Mas noto, com indignação cada vez maior, um comportamento anômalo em
alguns de seus pares. Tal prática tem as marcas da tirania, impossíveis
de serena acolhida em regime democrático.
Aprisionamentos e conduções
coercitivas a presumir culpa e não inocência de pessoas mostram um vezo
perigoso. Em semelhante matéria chegamos à banalidade dos faits divers
que geram uma opinião pública colonizada pela propaganda, oficial ou
particular. O uso da humilhação é técnica eficaz para aterrorizar a
cidadania. O povo brasileiro já foi garroteado por duas ditaduras
ferozes que usaram à exaustão o monopólio estatal da força física,
pisoteando a dignidade das pessoas. Muitas famílias guardam memórias de
membros seus presos, torturados, exilados, censurados, expulsos dos
cargos ou empregos por agentes que aplicavam aquele monopólio.
Nos últimos dias um poderio bruto se volta contra os
campi nacionais e, neles, ressurge o arbítrio arrogante de quem imagina
tutelar a existência coletiva. Lembro fatos pretéritos, figuras que
anteciparam o que hoje ocorre na esfera estatal. A ditadura instaurada
em 1964, por intermédio de soldados, humilhou a veneranda figura do
professor João Cruz Costa, na USP, dele exigindo entoar o hino nacional
como “prova de brasilidade”. Na prática daquela selvageria, não tivemos
nenhum traço novo, visto que o nacional-socialismo obrigava os
contrários a Hitler a cantar estrofes nauseantes da Horst-Wessel Lied.

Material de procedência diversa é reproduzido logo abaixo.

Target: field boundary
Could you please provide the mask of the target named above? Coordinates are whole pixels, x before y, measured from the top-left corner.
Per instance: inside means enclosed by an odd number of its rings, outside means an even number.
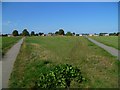
[[[8,81],[23,39],[19,40],[2,58],[2,88],[8,88]]]
[[[107,45],[105,45],[105,44],[103,44],[103,43],[100,43],[100,42],[98,42],[98,41],[96,41],[96,40],[93,40],[93,39],[91,39],[91,38],[89,38],[89,37],[86,37],[89,41],[91,41],[91,42],[93,42],[94,44],[96,44],[96,45],[98,45],[99,47],[101,47],[101,48],[103,48],[104,50],[106,50],[108,53],[110,53],[111,55],[113,55],[113,56],[116,56],[119,60],[120,60],[120,58],[119,58],[119,53],[120,53],[120,51],[119,50],[117,50],[117,49],[115,49],[115,48],[113,48],[113,47],[110,47],[110,46],[107,46]]]

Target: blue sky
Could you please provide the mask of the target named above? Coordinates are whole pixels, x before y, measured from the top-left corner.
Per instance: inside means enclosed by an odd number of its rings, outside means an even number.
[[[2,33],[118,31],[117,2],[3,2]]]

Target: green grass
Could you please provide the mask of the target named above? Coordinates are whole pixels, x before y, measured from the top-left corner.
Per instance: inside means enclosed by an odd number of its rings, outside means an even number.
[[[118,47],[118,36],[92,36],[91,38],[120,50],[120,47]]]
[[[47,62],[47,63],[46,63]],[[9,87],[31,88],[40,73],[58,64],[77,66],[87,81],[71,88],[118,87],[118,60],[83,37],[27,37],[14,64]]]
[[[4,55],[22,37],[2,37],[2,54]]]
[[[0,37],[0,55],[2,54],[2,37]]]

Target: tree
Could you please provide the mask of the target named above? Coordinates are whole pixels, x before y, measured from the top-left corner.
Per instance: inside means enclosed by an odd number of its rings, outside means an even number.
[[[43,35],[44,33],[42,33],[42,32],[39,32],[39,35],[41,36],[41,35]]]
[[[35,32],[34,31],[31,32],[31,36],[35,36]]]
[[[74,35],[75,35],[75,32],[73,32],[72,34],[73,34],[73,36],[74,36]]]
[[[117,32],[117,34],[116,34],[117,36],[120,36],[120,32]]]
[[[64,30],[63,29],[59,29],[59,35],[64,35]]]
[[[18,36],[18,31],[17,31],[17,30],[14,30],[14,31],[12,32],[12,35],[13,35],[13,36]]]
[[[29,32],[27,31],[27,29],[24,29],[24,30],[22,31],[22,35],[23,35],[23,36],[29,36]]]
[[[66,36],[72,36],[72,33],[71,32],[67,32]]]
[[[76,34],[76,36],[79,36],[79,34]]]
[[[56,34],[56,35],[59,35],[59,31],[56,31],[55,34]]]

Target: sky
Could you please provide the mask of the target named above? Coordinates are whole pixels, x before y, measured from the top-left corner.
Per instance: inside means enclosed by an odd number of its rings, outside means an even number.
[[[118,32],[117,2],[3,2],[2,33]]]

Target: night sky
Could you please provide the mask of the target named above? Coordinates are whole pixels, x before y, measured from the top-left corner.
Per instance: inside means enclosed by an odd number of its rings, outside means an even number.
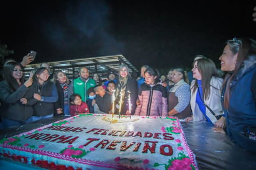
[[[256,38],[255,1],[36,1],[1,2],[0,40],[18,61],[30,50],[32,63],[122,54],[161,69],[190,68],[201,54],[219,67],[227,39]]]

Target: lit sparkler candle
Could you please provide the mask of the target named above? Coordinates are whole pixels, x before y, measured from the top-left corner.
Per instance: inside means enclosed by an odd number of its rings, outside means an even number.
[[[129,92],[129,91],[128,91]],[[130,113],[130,119],[131,119],[130,111],[132,110],[132,104],[130,103],[130,96],[128,95],[129,112]]]
[[[123,91],[121,90],[121,94],[120,94],[120,101],[119,101],[119,119],[120,119],[120,115],[121,114],[122,93],[123,93]]]
[[[115,90],[113,90],[113,94],[112,94],[112,117],[114,117],[114,108],[115,108],[115,100],[116,100],[116,97],[115,97]]]

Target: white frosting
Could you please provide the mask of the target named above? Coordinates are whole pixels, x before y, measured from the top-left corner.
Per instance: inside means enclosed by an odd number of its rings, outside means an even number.
[[[28,163],[33,159],[45,160],[83,169],[164,169],[164,164],[171,166],[169,160],[183,154],[198,169],[176,118],[132,116],[130,119],[129,117],[119,119],[118,115],[104,116],[107,120],[119,120],[119,123],[103,120],[102,115],[77,115],[2,140],[0,154],[28,157]],[[61,136],[66,139],[60,139]],[[11,142],[16,141],[16,136],[20,141],[13,145]],[[61,153],[65,148],[88,153],[81,158],[72,158],[64,154],[69,153],[67,150]],[[154,167],[156,164],[160,166]]]

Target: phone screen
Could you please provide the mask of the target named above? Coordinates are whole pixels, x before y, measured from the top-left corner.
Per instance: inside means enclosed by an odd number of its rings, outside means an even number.
[[[29,52],[29,56],[32,56],[34,58],[35,58],[36,55],[37,55],[37,51],[34,51],[31,50]]]

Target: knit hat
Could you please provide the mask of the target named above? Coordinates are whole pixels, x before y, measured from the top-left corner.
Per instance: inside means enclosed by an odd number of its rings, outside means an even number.
[[[114,74],[116,76],[116,74],[114,71],[109,71],[109,73],[107,73],[107,78],[109,78],[109,75],[111,74]]]
[[[87,91],[87,94],[89,95],[91,92],[94,92],[94,87],[89,87]]]

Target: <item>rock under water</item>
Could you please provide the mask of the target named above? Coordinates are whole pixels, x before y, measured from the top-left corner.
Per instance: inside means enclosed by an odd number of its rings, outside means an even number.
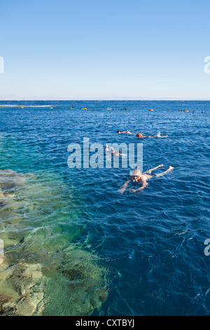
[[[0,171],[0,315],[88,315],[106,299],[105,269],[71,243],[78,229],[62,189],[55,178]],[[58,206],[68,216],[64,233]]]

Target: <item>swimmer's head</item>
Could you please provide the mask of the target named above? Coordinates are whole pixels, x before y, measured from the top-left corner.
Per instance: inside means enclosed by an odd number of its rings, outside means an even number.
[[[141,171],[137,169],[134,169],[132,175],[132,179],[133,182],[138,182],[141,178]]]

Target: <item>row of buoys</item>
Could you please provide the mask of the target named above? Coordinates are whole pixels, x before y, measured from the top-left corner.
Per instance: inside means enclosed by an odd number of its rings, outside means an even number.
[[[149,111],[154,111],[153,109],[150,109]],[[169,112],[170,112],[171,110],[168,110]],[[178,111],[181,111],[181,112],[189,112],[189,110],[181,110],[179,109]],[[192,110],[192,113],[195,113],[195,110]],[[204,111],[202,111],[202,114],[204,114],[205,112]]]

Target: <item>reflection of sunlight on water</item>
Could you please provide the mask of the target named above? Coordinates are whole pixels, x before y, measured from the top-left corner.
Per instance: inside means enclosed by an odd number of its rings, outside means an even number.
[[[1,314],[87,315],[106,299],[97,257],[73,244],[77,204],[55,174],[0,171]]]

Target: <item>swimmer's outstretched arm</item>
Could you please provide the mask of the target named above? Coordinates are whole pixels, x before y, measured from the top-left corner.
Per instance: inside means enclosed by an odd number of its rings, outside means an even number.
[[[123,194],[123,192],[126,190],[127,187],[128,186],[129,183],[131,182],[132,178],[131,177],[129,178],[127,181],[122,185],[122,187],[118,190],[118,192],[120,194]]]
[[[146,182],[146,181],[144,181],[143,185],[142,185],[142,187],[141,187],[141,188],[139,188],[139,189],[132,189],[131,191],[132,191],[132,192],[140,192],[141,190],[143,190],[143,189],[146,188],[147,186],[148,186],[147,182]]]
[[[170,172],[171,171],[173,171],[174,169],[174,167],[169,166],[169,169],[167,169],[167,170],[165,171],[164,172],[161,173],[160,173],[160,174],[156,174],[156,178],[160,178],[160,176],[165,176],[165,174],[167,174],[168,172]]]
[[[147,171],[146,173],[148,173],[149,174],[151,174],[151,173],[152,173],[153,171],[158,170],[158,169],[159,169],[160,167],[163,167],[163,165],[161,164],[161,165],[159,165],[159,166],[154,167],[154,169],[151,169]]]

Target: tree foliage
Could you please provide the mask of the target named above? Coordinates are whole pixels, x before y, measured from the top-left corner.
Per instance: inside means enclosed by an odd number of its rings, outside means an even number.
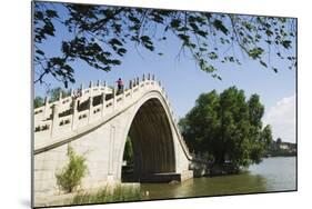
[[[127,161],[127,165],[133,163],[133,147],[130,137],[125,140],[123,160]]]
[[[33,108],[40,108],[41,106],[43,106],[43,98],[42,97],[36,97],[33,99]]]
[[[246,167],[259,163],[272,141],[271,127],[263,128],[261,121],[263,113],[258,94],[246,100],[243,90],[231,87],[220,94],[202,93],[179,125],[191,150],[208,152],[217,165],[230,160]]]
[[[67,87],[74,82],[73,61],[110,71],[133,46],[163,54],[155,43],[171,36],[180,40],[179,56],[189,54],[201,70],[218,79],[215,61],[241,64],[235,51],[275,72],[271,53],[290,69],[296,67],[296,22],[290,18],[34,2],[33,24],[34,82],[44,82],[50,74]],[[56,37],[56,26],[66,27],[67,39],[60,53],[50,56],[43,46]]]
[[[56,173],[57,183],[66,192],[72,192],[80,183],[81,179],[87,175],[88,167],[83,156],[74,152],[72,147],[68,147],[69,162],[62,170]]]

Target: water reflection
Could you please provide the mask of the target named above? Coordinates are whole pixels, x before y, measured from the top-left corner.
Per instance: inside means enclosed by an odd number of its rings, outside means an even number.
[[[142,183],[144,199],[167,199],[295,190],[295,158],[270,158],[241,175],[203,177],[178,185]]]

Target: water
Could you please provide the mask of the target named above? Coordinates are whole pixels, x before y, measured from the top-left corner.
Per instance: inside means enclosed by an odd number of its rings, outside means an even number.
[[[167,199],[296,189],[295,157],[268,158],[241,175],[202,177],[178,185],[142,183],[143,199]]]

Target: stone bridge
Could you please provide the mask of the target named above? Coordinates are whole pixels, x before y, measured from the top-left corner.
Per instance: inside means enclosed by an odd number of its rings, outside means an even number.
[[[127,137],[134,152],[138,181],[192,178],[192,159],[179,131],[164,88],[154,76],[130,80],[123,92],[105,83],[82,86],[34,109],[34,198],[60,193],[56,173],[68,162],[68,145],[87,159],[83,189],[122,182]]]

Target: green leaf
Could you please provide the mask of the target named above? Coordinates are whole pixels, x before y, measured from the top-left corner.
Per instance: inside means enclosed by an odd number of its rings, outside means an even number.
[[[262,66],[264,66],[265,68],[268,68],[268,64],[266,64],[264,61],[260,60],[259,62],[260,62]]]
[[[285,49],[289,49],[291,47],[291,41],[290,40],[284,40],[282,41],[282,46],[285,48]]]
[[[224,34],[228,34],[229,30],[224,27],[221,20],[214,20],[213,26],[217,30],[221,30]]]
[[[41,56],[44,56],[44,52],[43,52],[42,50],[40,50],[40,49],[37,49],[37,50],[36,50],[36,53],[39,53],[39,54],[41,54]]]
[[[46,12],[47,12],[47,16],[49,18],[58,18],[59,17],[56,10],[47,10]]]
[[[172,28],[179,28],[179,27],[180,27],[180,23],[181,23],[181,20],[179,20],[179,19],[173,19],[173,20],[171,21],[170,26],[171,26]]]

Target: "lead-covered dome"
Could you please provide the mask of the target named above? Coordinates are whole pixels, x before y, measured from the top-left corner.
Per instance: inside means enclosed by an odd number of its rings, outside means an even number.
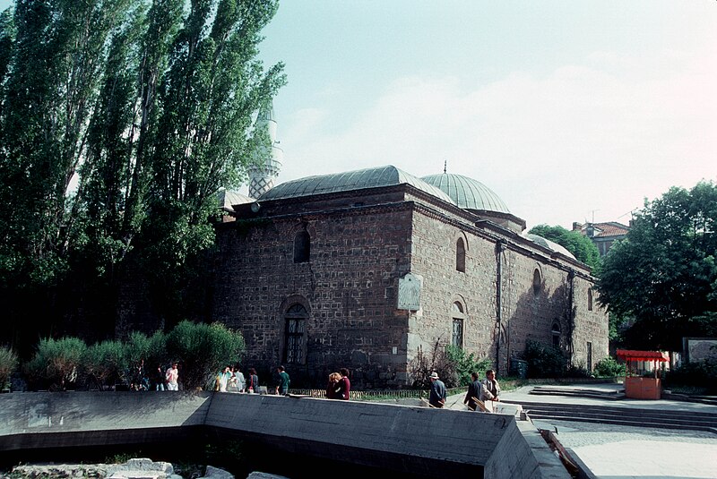
[[[414,188],[418,188],[432,196],[440,198],[448,203],[453,204],[454,202],[440,188],[436,188],[432,184],[428,184],[423,180],[392,165],[376,168],[346,171],[333,175],[307,176],[306,178],[289,181],[274,186],[260,196],[258,200],[264,201],[267,200],[298,198],[314,194],[394,186],[403,184],[410,184]]]
[[[424,176],[421,179],[443,191],[455,204],[464,210],[510,213],[508,207],[493,190],[468,176],[443,173]]]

Todos os que depreciam o Brasil e parolam sobre proezas educacionais na
Coréia do Sul, sequer lembram: aquele país usou métodos e ideias de um
grande professor brasileiro, Anísio Teixeira, perseguido e humilhado por
beleguins. Ainda hoje sua morte está envolta em espessas sombras, tal o
clima de segredo repressivo imperante na época. Com a ditadura
brasileira a caçada à intelligenzia ergueu um pensador que
apoiara o regime de 1964, mas se assustou com a truculência dos que
diziam ter cometido o crime de lesa ordem constitucional para “combater a
subversão e a corrupção”. Seu nome era Tristão de Athayde. Ele define a
campanha contra universitários como “terrorismo cultural”. As suas
denúncias narram as infâmias cometidas em nome de supostos valores
morais, usados como desculpa para o assassinato da liberdade. O
terrorismo cultural retorna no Brasil do século XXI, por mãos de quem
deveria zelar pelos direitos, sobretudo o de pensar.
Ocorrem
naquela mesma data as cassações de professores e cientistas, o estupro
dos campi pela força policial armada. A resistência a tais procedimentos
foi erguida por outra figura venerável, o reitor Pedro Calmon Muniz de
Bittencourt, nome essencial para o exame da história pátria. Quando
esbirros ameaçaram faculdades e institutos por ele dirigidos, com base
no monopólio usurpado da força, o líder acadêmico pronunciou frases que
ontem, hoje e sempre devem iluminar as decisões judiciais e as práticas
de sua polícia. Disse o Magnífico Reitor: "aqui, esses beleguins de tropa militar não entram, porque entrar na Universidade só através de vestibular". Calmon não era apenas mestre do saber histórico. Ele dominou a língua de Camões. Com o termo
“beleguins” para indicar policiais truculentos a serviço de juízes
submissos ao poder ilegítimo, o Reitor sintetiza a história nada
democrática da nossa instituição estatal, incluindo os tribunais, as
algemas e os revolveres que os servem.
“Beleguim”, embora de origem incerta, tem forte nexo
semântico com o espanhol “belleguín”, “agente de justicia” segundo a
Real Academia Española em seu Dicionário. O termo de uso anticuado se refiere a un funcionario
público o un ministro inferior que es el encargado de aprisionar y a su
vez de ejecutar a los reos y los presos, que se dice corchete o alguacil de la misma acepción.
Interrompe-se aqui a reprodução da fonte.